Acordam no Tribunal da Relação de Guimarães I. RELATÓRIO J… intentou contra a ré “Companhia de Seguros…, SA”, procedimento cautelar para arbitramento de reparação provisória, pedindo que a requerida seja condenada a pagar-lhe a renda mensal de € 1000,00, até que se mostre transitada em julgado a decisão que julgue o pedido formulado na ação principal. Alegou que a requerida já lhe vinha pagando tal renda, no valor de € 868,00, desde o acidente até 2011 e de € 1000,00, desde 2011, mas que cessou tal pagamento em Outubro de 2013, não tendo o requerente condições de subsistir sem a mesma.

Na data designada para a audiência a ré apresentou a sua contestação onde, aceitando a responsabilidade da sua segurada, alegou que foi antecipando a indemnização ao longo dos meses para suprir a falta de independência e autonomia do réu, decorrente do acidente, e a título de ajuda de terceira pessoa (num valor global de € 69.182,20), situação que hoje se encontra ultrapassada, uma vez que foi dado como curado, sem necessidade de qualquer ajuda ou assistência de terceira pessoa e com uma incapacidade permanente para o trabalho de 21 pontos.

Foram inquiridas as testemunhas arroladas e junta diversa documentação clínica.

Foi proferida sentença que julgou o procedimento cautelar parcialmente procedente e, em consequência, arbitrou a reparação provisória de € 600,00 a favor do requerente, condenado a requerida no seu pagamento desde 1 de Janeiro de 2014.
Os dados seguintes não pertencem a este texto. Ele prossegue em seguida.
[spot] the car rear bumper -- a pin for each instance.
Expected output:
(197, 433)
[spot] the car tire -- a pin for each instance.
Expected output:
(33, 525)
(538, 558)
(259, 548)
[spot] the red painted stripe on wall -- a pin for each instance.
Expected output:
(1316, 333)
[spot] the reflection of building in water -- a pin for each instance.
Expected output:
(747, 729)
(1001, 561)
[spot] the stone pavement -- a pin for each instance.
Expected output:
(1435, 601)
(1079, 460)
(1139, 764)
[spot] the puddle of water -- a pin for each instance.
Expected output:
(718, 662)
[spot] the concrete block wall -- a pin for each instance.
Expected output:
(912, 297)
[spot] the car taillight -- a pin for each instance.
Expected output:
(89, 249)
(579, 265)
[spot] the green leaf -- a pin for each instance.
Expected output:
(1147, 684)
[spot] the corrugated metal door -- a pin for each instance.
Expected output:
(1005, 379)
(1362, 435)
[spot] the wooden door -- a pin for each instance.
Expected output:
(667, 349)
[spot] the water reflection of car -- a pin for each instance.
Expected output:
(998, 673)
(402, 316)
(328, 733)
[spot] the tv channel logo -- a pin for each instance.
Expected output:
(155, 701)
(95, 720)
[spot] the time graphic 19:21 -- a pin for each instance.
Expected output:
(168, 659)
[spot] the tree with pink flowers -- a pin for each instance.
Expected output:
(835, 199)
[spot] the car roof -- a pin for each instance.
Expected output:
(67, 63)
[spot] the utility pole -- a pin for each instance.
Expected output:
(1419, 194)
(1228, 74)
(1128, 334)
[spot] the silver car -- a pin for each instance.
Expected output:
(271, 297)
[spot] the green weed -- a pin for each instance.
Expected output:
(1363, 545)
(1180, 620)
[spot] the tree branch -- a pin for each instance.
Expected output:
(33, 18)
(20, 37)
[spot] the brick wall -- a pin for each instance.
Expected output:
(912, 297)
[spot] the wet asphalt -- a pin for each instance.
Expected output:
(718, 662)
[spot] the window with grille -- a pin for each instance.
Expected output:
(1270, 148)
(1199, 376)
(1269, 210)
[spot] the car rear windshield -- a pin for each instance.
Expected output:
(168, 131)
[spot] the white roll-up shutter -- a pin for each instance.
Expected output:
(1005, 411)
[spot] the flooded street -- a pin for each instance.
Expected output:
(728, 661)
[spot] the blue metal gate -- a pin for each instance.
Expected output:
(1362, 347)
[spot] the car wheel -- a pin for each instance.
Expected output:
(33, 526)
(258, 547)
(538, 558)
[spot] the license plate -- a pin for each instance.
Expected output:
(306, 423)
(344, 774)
Discordando da sentença, dela interpôs recurso o requerente, tendo finalizado as suas alegações com as seguintes Conclusões: 1. Do teor dos elementos clínicos juntos aos autos – designadamente dos registos das consultas da especialidade de urologia – bem como do depoimento testemunhal de M…, M… e M…, resulta que o requerente, em consequência das lesões sofridas no acidente de viação, ficou a padecer de uma incapacidade sexual, designadamente disfunção eréctil, valorizada na Tabela Nacional das Incapacidades em Direito Civil, de 5 a 15 pontos.

2. Aliás, se o requerente (tal como resultou indiciado), foi submetido a intervenção cirúrgica para implante de prótese peniana – a qual representa uma solução para a disfunção eréctil, ou seja, para pacientes que apresentam dificuldade de erecção ou de mantê-la – é porque, obviamente, padece dessa mesma incapacidade.

3. Contudo, entendeu a M.ma Juiz a quo que, com a colocação da prótese peniana, tal incapacidade deixou de existir – o que não corresponde à verdade já que a colocação de uma prótese – neste caso uma prótese peniana – não tem o propósito - nem o conseguiria alcançar - de fazer desaparecer a incapacidade mas apenas o de ultrapassar algumas das consequências desfavoráveis dessa mesma incapacidade. Veja-se o exemplo de uma pessoa que perdeu uma parte do membro inferior e coloca uma prótese.

4. Assim sendo, face à prova documental e testemunhal produzida, deveria ter sido dada como indiciada a matéria de facto alegada em 9 do Requerimento Inicial, ou seja, que o requerente não tem capacidade de conseguir uma erecção suficiente para manter relações sexuais de coito completo.

5. O tribunal a quo considerou não indiciado o seguinte facto alegado pelo requerente em 12 do requerimento inicial: O requerente ”o) Está impossibilitado de realizar sem auxílio de terceiros todos os actos relativos à sua vida diária, como cozinhar, arrumar a sua casa, preparar e cuidar das suas roupas.”, não o considerando, por isso, na fixação do montante da renda mensal.

6. Salvo o devido respeito, não vemos como esta conclusão da M.ma Juiz a quo possa ser compatível com alguns dos factos considerados indiciados, respeitantes à situação clínica actual do requerente, entre eles, o facto de o requerente se encontrar privado dos sentidos do olfacto (anosmia) e do paladar (ageusia), apresentar limitações da mobilidade e flexão do joelho e perna direitos, padecer de limitações da mobilidade dos dois membros superiores e do tronco, não conseguir levantar pesos, elevar os braços, flectir ambas as pernas.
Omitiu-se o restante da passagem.